The Georgia night was warm and sticky, the kind of southern September that does not get better with a bonfire. We, a group of women from different places and different backgrounds, let the bouncing shadows hide our faces as we shared our secrets. Then we slipped on identical blue paracord bracelets and told the group what we were committing to do, sealing the contract in front of witnesses we didn’t dare let down.
Two days earlier we had been strangers, invited to attend Empowered Spouses Retreat, a three-day event hosted by the Chris Kyle Frog Foundation that tends to wounds of the spouses of service members, veterans, and first responders.
Through those three days of boundary-pushing experiences, we had grown exponentially in individual confidence and in closeness to each other. And now here we were on the last night, pledging to stay transformed after we got back home.
I didn’t have to think very hard about what my challenge would be: Every day for one year I would text “I love you” to the man whose last name I’ve shared for the better part of two decades.
It’s not like I didn’t already tell him I loved him. I told him at the end of every phone call, as either of us was leaving the house, and before we turned off the lights and went to sleep. Texting those same words felt unnecessary and forced — but I knew he liked getting those texts. What would happen, I wondered, if I went outside my comfort zone and into his, every day for a year?
We had already weathered some huge challenges as a couple, and already overcoming a near-divorce. But he’s an active duty, senior enlisted soldier whose entire career has been spent in Army Special Forces. That means he’s been gone more than he’s been home. Among those deployments were some really bad, long ones to Afghanistan, including one that had ended only a few months earlier and another that was about to begin.
The idea for the challenge came from Corie Weathers, a counselor, author, podcast host, and wife of an Army chaplain. She leads the retreats.
“I like to wear jewelry that means something to me,” she told me. “I knew that if I could get military spouses — who are maybe already tired and weary, feeling resentful and thinking, ‘I shouldn’t have to do the work anymore,’ to commit to working on something every day — I knew that alone would change marriages.”
I didn’t need a bracelet to remind me to WhatsApp him when he was deployed. I could have written “I love you” a hundred times a day then. When news of casualties began arriving, sometimes multiple soldiers in a day, I found myself rubbing the bracelet between my thumb and forefinger nervously, like a magic lamp, as if a genie might appear to grant my wish for his safety.
But when he was home, there were days I forgot, even with the bracelet on my wrist. A few times I remembered only at bedtime, as I was brushing my teeth, and I jotted out a quick “I love you” just to check the box, even though he was 10 feet away, already in bed.
At one point, when we were deep in the tension and resentment of reintegration, I was so done with the challenge that I determined which day would be exactly a year and set an alarm on my phone so I wouldn’t forget to take off the stupid bracelet. It didn’t go with my outfits and after a year of non-stop wear — showering, swimming, working out, chores — it looked really ratty. I had even worn it to the ball!

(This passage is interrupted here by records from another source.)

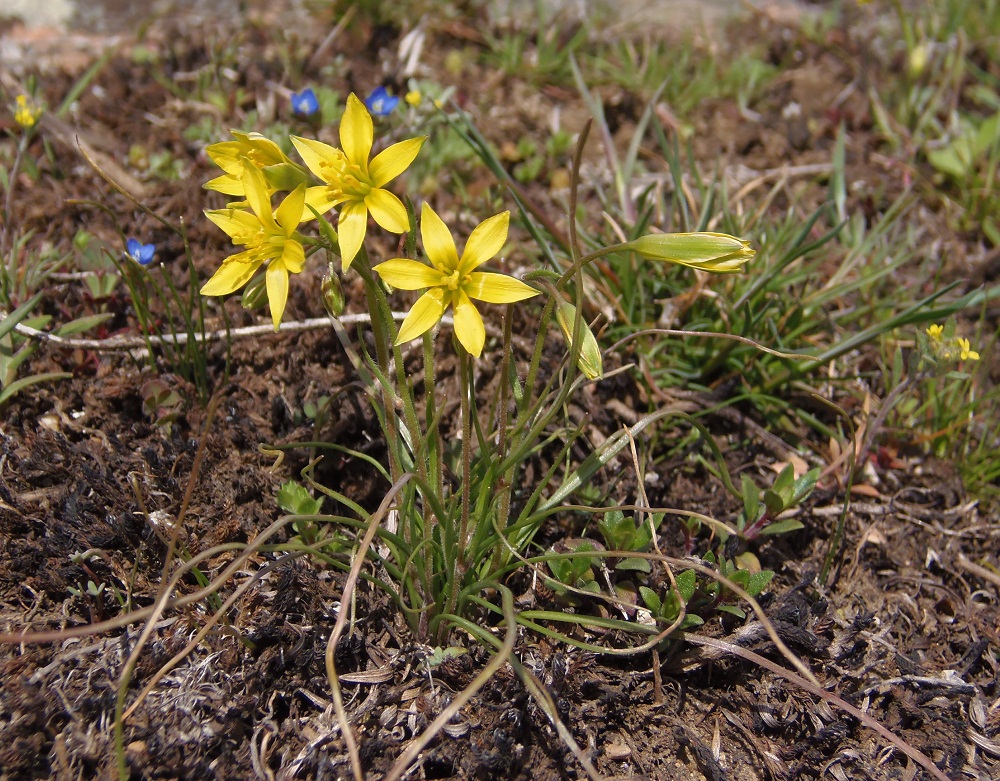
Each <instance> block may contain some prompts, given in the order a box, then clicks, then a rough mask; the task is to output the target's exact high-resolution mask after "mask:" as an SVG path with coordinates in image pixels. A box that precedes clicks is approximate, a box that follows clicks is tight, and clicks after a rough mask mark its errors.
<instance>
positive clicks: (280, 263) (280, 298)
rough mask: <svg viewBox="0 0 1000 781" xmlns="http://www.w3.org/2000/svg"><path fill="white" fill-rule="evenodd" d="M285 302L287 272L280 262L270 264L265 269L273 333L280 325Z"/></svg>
mask: <svg viewBox="0 0 1000 781" xmlns="http://www.w3.org/2000/svg"><path fill="white" fill-rule="evenodd" d="M287 301H288V271H287V270H286V269H285V267H284V266H283V265H282V264H281V263H280V262H279V263H271V264H270V265H269V266H268V267H267V303H268V305H269V306H270V307H271V322H273V323H274V330H275V331H277V330H278V326H279V325H281V317H282V315H284V314H285V304H286V303H287Z"/></svg>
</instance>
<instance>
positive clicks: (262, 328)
mask: <svg viewBox="0 0 1000 781" xmlns="http://www.w3.org/2000/svg"><path fill="white" fill-rule="evenodd" d="M406 314H407V313H406V312H393V313H392V317H393V319H394V320H403V319H404V318H405V317H406ZM330 320H331V318H329V317H310V318H307V319H306V320H285V321H283V322H282V323H281V325H280V326H279V328H278V331H279V332H283V331H310V330H312V329H314V328H328V327H329V326H330ZM337 320H339V321H340V322H341V323H347V324H355V323H370V322H371V315H370V314H367V313H361V314H351V315H341V316H340V317H338V318H337ZM441 322H442V323H444V324H445V325H452V324H453V323H454V320H453V319H452V317H451V315H445V316H444V317H442V318H441ZM14 330H15V331H17V333H19V334H20V335H21V336H26V337H27V338H29V339H34V340H35V341H38V342H47V343H49V344H54V345H56V346H57V347H66V348H74V349H80V350H97V351H108V352H118V351H122V350H145V349H146V348H147V347H148V346H149V345H150V344H154V345H157V346H159V345H162V344H169V345H173V346H178V345H184V344H187V343H188V342H189V341H190V340H191V338H192V337H193V338H194V341H195V342H196V343H199V344H204V343H205V342H218V341H221V340H222V339H225V338H227V336H228V337H229V338H233V339H238V338H241V337H244V336H266V335H268V334H273V333H274V326H273V325H271V324H270V323H268V324H267V325H248V326H245V327H243V328H231V329H229V330H228V331H226V330H225V329H223V330H220V331H210V332H208V333H194V334H188V333H186V332H181V333H176V334H169V335H152V334H151V335H150V336H148V337H145V336H115V337H112V338H110V339H78V338H74V337H69V336H59V335H58V334H53V333H49V332H48V331H39V330H38V329H37V328H31V327H29V326H26V325H23V324H21V323H18V324H17V325H15V326H14Z"/></svg>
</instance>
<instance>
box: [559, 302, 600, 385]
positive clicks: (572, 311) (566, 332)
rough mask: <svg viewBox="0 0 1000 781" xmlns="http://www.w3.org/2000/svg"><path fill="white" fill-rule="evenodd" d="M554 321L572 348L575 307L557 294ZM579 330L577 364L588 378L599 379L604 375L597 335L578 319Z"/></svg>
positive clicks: (582, 371)
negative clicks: (579, 342)
mask: <svg viewBox="0 0 1000 781" xmlns="http://www.w3.org/2000/svg"><path fill="white" fill-rule="evenodd" d="M556 322H557V323H558V324H559V328H560V329H561V330H562V332H563V336H564V337H565V338H566V344H568V345H570V347H571V348H572V345H573V325H574V324H575V323H576V307H575V306H573V305H572V304H571V303H569V302H568V301H566V300H565V299H563V298H561V297H559V296H556ZM580 332H581V336H580V338H581V343H580V357H579V359H578V360H577V365H578V366H579V367H580V371H582V372H583V375H584V376H585V377H586V378H587V379H588V380H599V379H601V377H603V376H604V358H603V356H602V355H601V348H600V346H599V345H598V344H597V337H596V336H594V332H593V331H591V330H590V326H589V325H587V322H586V321H585V320H581V321H580Z"/></svg>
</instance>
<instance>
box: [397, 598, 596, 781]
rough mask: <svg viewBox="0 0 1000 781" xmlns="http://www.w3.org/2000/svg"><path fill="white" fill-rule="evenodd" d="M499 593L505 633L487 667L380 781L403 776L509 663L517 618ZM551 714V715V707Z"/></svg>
mask: <svg viewBox="0 0 1000 781" xmlns="http://www.w3.org/2000/svg"><path fill="white" fill-rule="evenodd" d="M502 593H503V614H504V618H505V619H506V621H507V633H506V635H505V636H504V641H503V645H502V646H501V647H500V650H499V651H497V653H496V654H495V655H494V657H493V658H492V659H490V662H489V664H487V665H486V666H485V667H484V668H483V669H482V671H480V673H479V675H477V676H476V677H475V678H474V679H473V681H472V683H470V684H469V685H468V686H466V687H465V688H464V689H462V691H460V692H459V693H458V695H457V696H456V697H455V699H453V700H452V701H451V702H450V703H449V704H448V707H446V708H445V709H444V710H442V711H441V713H439V714H438V716H437V718H436V719H434V721H432V722H431V723H430V725H429V726H428V727H427V729H425V730H424V731H423V732H422V733H421V734H420V736H419V737H418V738H416V739H414V740H412V741H410V744H409V745H408V746H407V747H406V750H405V751H404V752H403V753H402V754H400V755H399V757H398V758H397V759H396V761H395V762H394V763H393V765H392V767H391V768H389V772H388V773H386V775H385V778H384V779H383V781H399V779H400V778H401V777H402V776H403V773H405V772H406V771H407V770H408V769H409V767H410V765H412V764H413V763H414V762H415V761H416V760H417V758H418V757H419V756H420V752H421V751H423V750H424V748H425V747H426V746H427V744H428V743H430V742H431V741H432V740H433V739H434V738H435V737H437V735H438V733H440V732H441V730H442V729H444V727H445V725H447V723H448V722H449V721H451V720H452V718H454V716H455V715H456V714H457V713H458V712H459V711H460V710H461V709H462V708H463V707H464V706H465V704H466V703H467V702H468V701H469V700H471V699H472V698H473V697H474V696H475V694H476V692H478V691H479V690H480V689H482V688H483V686H485V685H486V684H487V683H488V682H489V680H490V678H492V677H493V675H494V674H495V673H496V672H497V670H499V669H500V668H501V667H503V665H505V664H506V663H507V662H508V661H510V660H511V657H512V655H513V653H514V641H515V640H517V616H516V615H515V614H514V596H513V594H511V592H510V590H509V589H504V590H503V592H502ZM552 712H553V713H555V706H554V704H553V711H552ZM570 740H572V736H570ZM577 751H579V747H577ZM581 756H582V755H581ZM583 761H584V762H586V758H583Z"/></svg>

But then a strange thing happened. The bracelet stopped being a reminder of a challenge and it came to symbolize our love — the good and bad times, maybe even especially the bad times, the ones we had already overcome. When that alarm went off, I was eager to not wear it, but I also couldn’t bring myself to take it off. Which, if I’m being honest, is also how I sometimes feel about marriage.
“Your blue bracelet really becomes a sacred space,” Weathers said. “You think about these major moments that you both have had separately, especially during deployments, and you decide to be a lot more graceful and respectful toward each other.”
And then Weathers announced that she and Charlie Madison, a military spouse-owned jewelry company, had designed a prettier replacement for the paracord bracelet. This one is made from blue semi-precious stones. I was one of the very first people to buy one — and I haven’t taken it off since it arrived.
[Get the Lifesaver Inspirational Marriage Bracelet]
My wedding band reminds me of the commitment I made to my husband 17 years ago, a commitment that shows in the dings, dirt, and dents, just like our marriage. But the bracelet means something different. If the ring is the commitment, the bracelet is my daily choice. It reminds me of all the reasons why I fell for this man. His charming grin, generosity, quick mind, dedication, and willingness to endure. Surely, all of that is worth a text.